Node.js (OpenAI SDK)

Node.js
import OpenAI from "openai"; const client = new OpenAI({ baseURL: "https://api.xerotier.ai/proj_ABC123/my-endpoint/v1", apiKey: "xero_myproject_your_api_key", }); const stream = await client.chat.completions.create({ model: "my-model", messages: [ { role: "user", content: "What are the latest Rust async patterns?" } ], stream: true, web_search_options: { search_context_size: "medium", x_tools: ["web_search", "fetch_url"], }, }); for await (const chunk of stream) { const raw = chunk; // Handle research progress events if (raw.type && raw.type.startsWith("x_research.")) { if (raw.type === "x_research.searching") { console.log(`[Searching] ${raw.arguments || ""}`); } else if (raw.type === "x_research.complete") { console.log(`[Done] ${raw.iterations || 0} iterations, ${raw.elapsed_ms || 0}ms`); } continue; } // Normal content chunks const content = chunk.choices?.[0]?.delta?.content; if (content) process.stdout.write(content); } console.log();

curl -- Responses API

curl
curl -X POST https://api.xerotier.ai/proj_ABC123/my-endpoint/v1/responses \ -H "Authorization: Bearer xero_myproject_your_api_key" \ -H "Content-Type: application/json" \ -d '{ "model": "my-model", "input": "Find the latest research on transformer architectures", "stream": true, "tools": [ { "type": "web_search_preview", "search_context_size": "medium", "x_tools": ["web_search", "fetch_url"] } ] }'

Python -- Responses API

Python
from openai import OpenAI client = OpenAI( base_url="https://api.xerotier.ai/proj_ABC123/my-endpoint/v1", api_key="xero_myproject_your_api_key", ) response = client.responses.create( model="my-model", input="Find the latest research on transformer architectures", stream=True, tools=[ { "type": "web_search_preview", "search_context_size": "medium", "x_tools": ["web_search", "fetch_url"], } ], ) for event in response: if hasattr(event, "type"): print(event)

Node.js -- Responses API

Node.js
import OpenAI from "openai"; const client = new OpenAI({ baseURL: "https://api.xerotier.ai/proj_ABC123/my-endpoint/v1", apiKey: "xero_myproject_your_api_key", }); const stream = await client.responses.create({ model: "my-model", input: "Find the latest research on transformer architectures", stream: true, tools: [ { type: "web_search_preview", search_context_size: "medium", x_tools: ["web_search", "fetch_url"], } ], }); for await (const event of stream) { console.log(event); }

Multi-Tool Chain (web_search + fetch_url + calculator)

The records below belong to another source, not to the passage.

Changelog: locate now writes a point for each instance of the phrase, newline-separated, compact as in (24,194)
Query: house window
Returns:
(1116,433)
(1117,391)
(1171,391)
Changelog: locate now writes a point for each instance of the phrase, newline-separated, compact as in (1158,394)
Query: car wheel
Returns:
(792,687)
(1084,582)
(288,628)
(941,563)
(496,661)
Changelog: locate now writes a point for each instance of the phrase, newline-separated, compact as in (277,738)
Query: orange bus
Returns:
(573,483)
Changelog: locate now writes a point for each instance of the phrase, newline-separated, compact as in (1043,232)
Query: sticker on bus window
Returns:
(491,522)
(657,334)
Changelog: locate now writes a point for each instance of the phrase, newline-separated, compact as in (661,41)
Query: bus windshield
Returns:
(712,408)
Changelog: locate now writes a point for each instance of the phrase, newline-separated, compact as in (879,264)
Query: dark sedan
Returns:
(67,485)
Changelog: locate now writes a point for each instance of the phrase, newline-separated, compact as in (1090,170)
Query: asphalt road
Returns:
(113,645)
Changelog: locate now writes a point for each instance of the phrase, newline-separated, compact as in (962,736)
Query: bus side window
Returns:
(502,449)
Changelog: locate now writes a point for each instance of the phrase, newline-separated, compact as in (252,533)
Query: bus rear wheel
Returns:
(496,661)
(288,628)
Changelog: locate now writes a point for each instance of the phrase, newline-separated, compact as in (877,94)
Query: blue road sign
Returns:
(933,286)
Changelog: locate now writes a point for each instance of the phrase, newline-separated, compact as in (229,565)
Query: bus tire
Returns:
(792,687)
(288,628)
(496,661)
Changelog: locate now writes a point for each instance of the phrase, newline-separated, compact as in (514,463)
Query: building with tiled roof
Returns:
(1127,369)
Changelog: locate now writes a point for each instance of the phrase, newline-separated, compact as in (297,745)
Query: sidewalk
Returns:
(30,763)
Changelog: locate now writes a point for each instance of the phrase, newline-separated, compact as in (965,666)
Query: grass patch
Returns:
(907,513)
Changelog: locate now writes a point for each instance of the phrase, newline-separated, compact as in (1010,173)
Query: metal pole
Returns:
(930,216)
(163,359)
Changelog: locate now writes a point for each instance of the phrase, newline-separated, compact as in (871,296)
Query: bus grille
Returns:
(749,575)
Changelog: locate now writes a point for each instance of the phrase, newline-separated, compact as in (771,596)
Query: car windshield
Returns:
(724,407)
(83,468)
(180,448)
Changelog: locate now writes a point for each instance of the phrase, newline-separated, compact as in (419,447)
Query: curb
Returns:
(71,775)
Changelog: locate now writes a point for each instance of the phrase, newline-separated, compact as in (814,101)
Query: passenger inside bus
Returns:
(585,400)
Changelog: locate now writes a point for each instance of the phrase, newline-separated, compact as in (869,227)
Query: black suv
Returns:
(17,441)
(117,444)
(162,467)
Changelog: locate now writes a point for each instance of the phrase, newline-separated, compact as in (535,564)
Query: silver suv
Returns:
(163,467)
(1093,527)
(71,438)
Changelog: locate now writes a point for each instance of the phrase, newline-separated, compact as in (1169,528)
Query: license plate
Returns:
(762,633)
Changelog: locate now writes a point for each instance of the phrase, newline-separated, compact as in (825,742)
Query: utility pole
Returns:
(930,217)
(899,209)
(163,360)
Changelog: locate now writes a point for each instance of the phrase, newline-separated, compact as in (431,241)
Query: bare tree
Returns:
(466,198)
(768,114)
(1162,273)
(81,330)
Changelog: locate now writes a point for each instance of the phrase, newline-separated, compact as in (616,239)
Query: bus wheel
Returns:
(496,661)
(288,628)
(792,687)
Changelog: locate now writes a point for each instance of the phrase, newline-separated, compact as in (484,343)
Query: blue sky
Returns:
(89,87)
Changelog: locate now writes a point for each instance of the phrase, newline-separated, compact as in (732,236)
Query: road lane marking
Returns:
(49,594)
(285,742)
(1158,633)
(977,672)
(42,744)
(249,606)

This example shows a query that may trigger a chain of tool calls within the same agentic loop: searching for a price, fetching a page for detail, and using the calculator to convert currencies.

curl
curl -X POST https://api.xerotier.ai/proj_ABC123/my-endpoint/v1/chat/completions \ -H "Authorization: Bearer xero_myproject_your_api_key" \ -H "Content-Type: application/json" \ -d '{ "model": "my-model", "messages": [ { "role": "user", "content": "What is the current price of gold per ounce, and how much would 3.5 troy ounces cost in EUR at today'\''s exchange rate?" } ], "stream": true, "web_search_options": { "search_context_size": "medium", "max_iterations": 6, "x_tools": ["web_search", "fetch_url", "calculator"] } }'

Error Handling

Rate Limiting

Tool calls are rate limited to 45 calls per minute per project. When the limit is exceeded, the tool returns an error object instead of search results. The model receives this as a tool result and may include a message about the rate limit in its response.

JSON
{ "error": "Research tool rate limit exceeded. Try again in 12 seconds." }

Result Caching

Identical tool calls (same query) within a 5-minute window return cached results without re-executing the search. This prevents redundant network calls when the model re-invokes the same query.

Limits Reference

LimitValueDescription
Rate limit 45 calls/min Maximum tool calls per minute per project.
Cache TTL 5 minutes How long identical tool results are cached.
Max iterations 5 (default) Maximum agentic loop iterations per request. Configurable up to 10.
Auto-fetch count 2 Number of top URLs auto-fetched from web search results.
Auto-fetch budget 12,000 chars Total character budget shared across auto-fetched pages.
Tool execution timeout 15 seconds Each tool call must complete within 15 seconds.